The most amazing historical sites in the world have gone through different times. They are centuries, maybe even, millennia-old, and have seen the evolution of humans. Some are yet to be discovered since there are still unmapped areas on Earth. Stories of lost cities, ancient wonders, or chance discoveries have led to finds that we never thought truly existed.
The Top 7 Historical Sites in the World
These incredible historical sites in the world have garnered fascination and attracted tourists for decades now. They are still as amazing as when they were first discovered and still mark significance in the history of the Earth.
Here are the best historical sites in the world that you must see in this lifetime.
Machu Picchu, Peru
Sitting above the mountainous terrain above the Urubamba River is Machu Picchu, one of the most brilliant archeological sites in the world. It is believed to be the ancient city of Incas and the structure flows down the steep walls of the mountains with terraced steps that disappear over cliff edges. These ruins have been restored and preserved, giving visitors a good look and experience of what they might have looked like during the 15th and 16th centuries.

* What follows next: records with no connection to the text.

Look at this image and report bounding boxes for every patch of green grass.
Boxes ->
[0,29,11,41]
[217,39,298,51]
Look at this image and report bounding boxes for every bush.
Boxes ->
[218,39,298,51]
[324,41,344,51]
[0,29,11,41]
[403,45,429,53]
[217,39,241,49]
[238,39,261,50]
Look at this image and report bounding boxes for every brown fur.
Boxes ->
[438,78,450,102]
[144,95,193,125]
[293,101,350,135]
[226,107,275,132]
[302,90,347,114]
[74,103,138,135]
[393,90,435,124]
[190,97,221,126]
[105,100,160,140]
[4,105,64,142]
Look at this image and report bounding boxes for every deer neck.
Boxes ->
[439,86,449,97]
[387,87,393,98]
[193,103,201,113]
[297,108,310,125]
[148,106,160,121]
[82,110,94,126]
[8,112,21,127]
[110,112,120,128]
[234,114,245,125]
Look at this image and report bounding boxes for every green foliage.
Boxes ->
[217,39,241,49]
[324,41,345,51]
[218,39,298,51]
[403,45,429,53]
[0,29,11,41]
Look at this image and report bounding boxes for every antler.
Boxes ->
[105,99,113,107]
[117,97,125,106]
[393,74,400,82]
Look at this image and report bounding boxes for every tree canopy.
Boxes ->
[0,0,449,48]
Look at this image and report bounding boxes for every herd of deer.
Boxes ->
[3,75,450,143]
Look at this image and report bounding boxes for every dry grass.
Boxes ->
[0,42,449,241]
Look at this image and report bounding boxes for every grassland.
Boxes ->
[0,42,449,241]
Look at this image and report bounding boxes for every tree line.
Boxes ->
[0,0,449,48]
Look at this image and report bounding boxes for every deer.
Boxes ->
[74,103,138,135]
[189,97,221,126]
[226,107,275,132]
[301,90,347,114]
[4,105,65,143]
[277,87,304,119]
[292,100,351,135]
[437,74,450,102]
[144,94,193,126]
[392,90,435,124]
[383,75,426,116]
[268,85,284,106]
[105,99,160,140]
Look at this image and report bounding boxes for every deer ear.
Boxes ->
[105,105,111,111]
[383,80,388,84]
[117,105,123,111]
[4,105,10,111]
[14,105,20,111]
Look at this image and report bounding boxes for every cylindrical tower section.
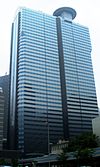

Machu Picchu is one of Peru’s main tourist attractions and many adventurous people thoroughly loved the journey up the mountain.
Pyramids of Giza, Egypt
The Pyramids of Giza is one of the most famous and iconic historical sites in the world. It sits just outside of Cairo, surrounded by the barren desert. The pyramids were built as tombs for the Pharaohs with the largest one constructed between 2560 and 2540 BC. It was suggested that the pyramids were already 2,600 years old when the Colosseum in Rome was being built. Today, the Pyramids of Giza are the only surviving monuments of the Seven Wonders of the Ancient World.
Roman Colosseum, Italy
The Roman Colosseum in Italy is the largest building remaining from Roman times and is undoubted, one of the most distinguished historical sites in the world. Its existence marks the astonishing history and achievements of the Roman Empire. One of the Italian government’s initiatives to retain the presence of the Colosseum is to restore it to what it once was and will be used for cultural and other special events.
Mayan Ruins of Tikal, Guatemala
Located in northern Guatemala are the ancient Mayan Ruins of Tikal. It is an astonishing archeological site and comprises more than 3,000 structures from a city that existed between 600 BC and AD 900. Incredible structures like ancient pyramids, temples, plazas, and foundations of all kinds reveal that the area was inhabited by tens of thousands of people. It was rediscovered in the mid-1800s and was opened to the public in the 1950s.
Lascaux and Lascaux II, France
Located in the Dordogne region in France is the Lascaux Cave which contains exceptional cave paintings, some of the finest in the world from the Paleolithic period. It was believed to be from more than 17,000 years ago and primarily illustrates animals that lived during that era. These detailed paintings were discovered in 1940 and were later recreated at Lascaux II, a site 200 meters away from the original site, and an initiative to protect the Lascaux Cave from damage.
The Cappadocia is a more peculiar historical site in the world. It is a place filled with flowing rock formations and stone-capped chimneys that every photographer would love. Nearby is the village of Uchisar where the ancient cave homes built during the Bronze Age can be seen. It was carved out of soft rock and the caves were later used by Christians to escape religious persecution.
Angkor Wat, Cambodia
Not from the city of Siem Reap, Cambodia, is the world’s largest religious monument, the Angkor Wat. It is located in a jungle and was built by the Khmers in the 12th century. This historical site is a fascinating mix of excavated and unexcavated temples in different shapes, sizes, and states of decay. It also has extensive and intricate bas-reliefs that line the walls and doorways, as well crumbling passageways that eerily call for attention.
Before Angkor Wat fell in the 15th century, it was the largest city in the world.